Cada um dos brincantes tem seu momento de brilhar. Chapéu de palha na cabeça, cajado na mão, o Pastor Perdido sai da fila, entoando sua solitária canção:
Eu sou um pobre pastor
que anda pelas campinas
Ando procurando flores
pra trazer pro Deus Menino
Cada um recita seu monólogo, adora o menino Jesus e volta ao seu lugar para cantar os benditos com os companheiros. Noite Feliz é um clássico, São José de Porta em Porta recorda a luta da Sagrada Família para encontrar uma casa em Belém. Entre cantos e encenações, o ritual é concluído com um Pai-nosso e uma Ave-Maria. Mas ai de quem não der merenda para os brincantes. “Eles exigem, dizendo - oxi, nós cantamos, queremos o lanche”.

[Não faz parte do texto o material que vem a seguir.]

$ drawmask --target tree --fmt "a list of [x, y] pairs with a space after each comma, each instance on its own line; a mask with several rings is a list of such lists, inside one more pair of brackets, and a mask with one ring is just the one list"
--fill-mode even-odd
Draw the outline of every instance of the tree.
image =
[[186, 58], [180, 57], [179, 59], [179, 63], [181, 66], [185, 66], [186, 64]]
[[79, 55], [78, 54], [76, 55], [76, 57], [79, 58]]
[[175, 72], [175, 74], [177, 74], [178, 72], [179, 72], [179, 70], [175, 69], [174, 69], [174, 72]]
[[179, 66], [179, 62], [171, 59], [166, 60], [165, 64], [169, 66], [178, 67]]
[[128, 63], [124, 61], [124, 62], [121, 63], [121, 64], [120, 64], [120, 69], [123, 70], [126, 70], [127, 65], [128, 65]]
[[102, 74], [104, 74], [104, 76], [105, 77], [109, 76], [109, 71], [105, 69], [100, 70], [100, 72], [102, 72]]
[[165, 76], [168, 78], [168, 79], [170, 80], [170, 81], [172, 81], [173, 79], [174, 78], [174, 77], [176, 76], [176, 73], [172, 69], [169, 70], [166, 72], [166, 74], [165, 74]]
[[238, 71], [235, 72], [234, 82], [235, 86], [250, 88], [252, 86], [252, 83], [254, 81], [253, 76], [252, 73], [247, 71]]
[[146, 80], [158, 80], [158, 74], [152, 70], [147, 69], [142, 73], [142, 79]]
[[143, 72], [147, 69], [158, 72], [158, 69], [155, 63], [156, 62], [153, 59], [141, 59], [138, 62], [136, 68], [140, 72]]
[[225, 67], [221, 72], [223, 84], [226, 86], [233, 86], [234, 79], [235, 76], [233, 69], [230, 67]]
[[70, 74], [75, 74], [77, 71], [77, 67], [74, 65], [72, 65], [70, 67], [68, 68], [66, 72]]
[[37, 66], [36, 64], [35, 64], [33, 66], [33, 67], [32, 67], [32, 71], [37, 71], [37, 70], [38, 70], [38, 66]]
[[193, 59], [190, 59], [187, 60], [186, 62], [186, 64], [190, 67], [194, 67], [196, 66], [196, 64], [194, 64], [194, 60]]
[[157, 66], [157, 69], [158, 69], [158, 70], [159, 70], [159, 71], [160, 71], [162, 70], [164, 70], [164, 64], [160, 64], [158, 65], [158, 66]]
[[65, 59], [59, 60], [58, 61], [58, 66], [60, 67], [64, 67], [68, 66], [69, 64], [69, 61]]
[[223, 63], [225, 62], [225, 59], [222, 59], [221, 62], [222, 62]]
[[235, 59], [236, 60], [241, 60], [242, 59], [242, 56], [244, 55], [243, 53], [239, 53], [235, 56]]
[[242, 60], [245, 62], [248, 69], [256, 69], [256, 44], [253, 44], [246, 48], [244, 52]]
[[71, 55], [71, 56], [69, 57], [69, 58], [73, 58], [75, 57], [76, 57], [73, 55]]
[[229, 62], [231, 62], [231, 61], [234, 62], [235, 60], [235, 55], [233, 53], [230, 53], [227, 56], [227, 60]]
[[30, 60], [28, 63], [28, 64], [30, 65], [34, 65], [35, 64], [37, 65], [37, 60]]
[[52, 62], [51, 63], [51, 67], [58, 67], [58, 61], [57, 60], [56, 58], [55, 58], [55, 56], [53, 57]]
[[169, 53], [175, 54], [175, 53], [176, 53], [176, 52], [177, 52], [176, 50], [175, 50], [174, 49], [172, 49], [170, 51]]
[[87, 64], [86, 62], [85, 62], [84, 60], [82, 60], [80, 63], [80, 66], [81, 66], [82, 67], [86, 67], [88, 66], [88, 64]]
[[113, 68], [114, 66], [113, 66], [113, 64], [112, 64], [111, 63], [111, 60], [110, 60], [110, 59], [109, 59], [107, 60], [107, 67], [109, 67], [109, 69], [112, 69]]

Chegado o Dia de Reis, 6 de janeiro, é o momento da despedida. Acontece a tradicional queima da lapinha. É um dia todo na rua, andando por todas casas para fazer uma fogueira com as palhas do presépio. Todos formam uma grande roda em torno da fogueira e, com sentimento de despedida, os pastorinhos cantam:
Essas palhinhas que estão se queimando
É a nossa lapinha que está se acabando
O dia 6 pra nós é a descoberta do menino Jesus que os reis conseguiram contemplar e a gente queima aquelas palhas simbolizando vida nova, abrindo um ciclo
Anualmente, no período do natal, o ritual é o mesmo. As lapinhas ainda participam de outros momentos de forma extraordinária, como as romarias e os concursos realizados no município. Mas é sempre no natal que as cores da cultura caririense brilham com mais força. E no coração dos brincantes, antes mesmo das palhas terminarem de queimar, um verso ecoa: Até para o ano, se nós vivo for!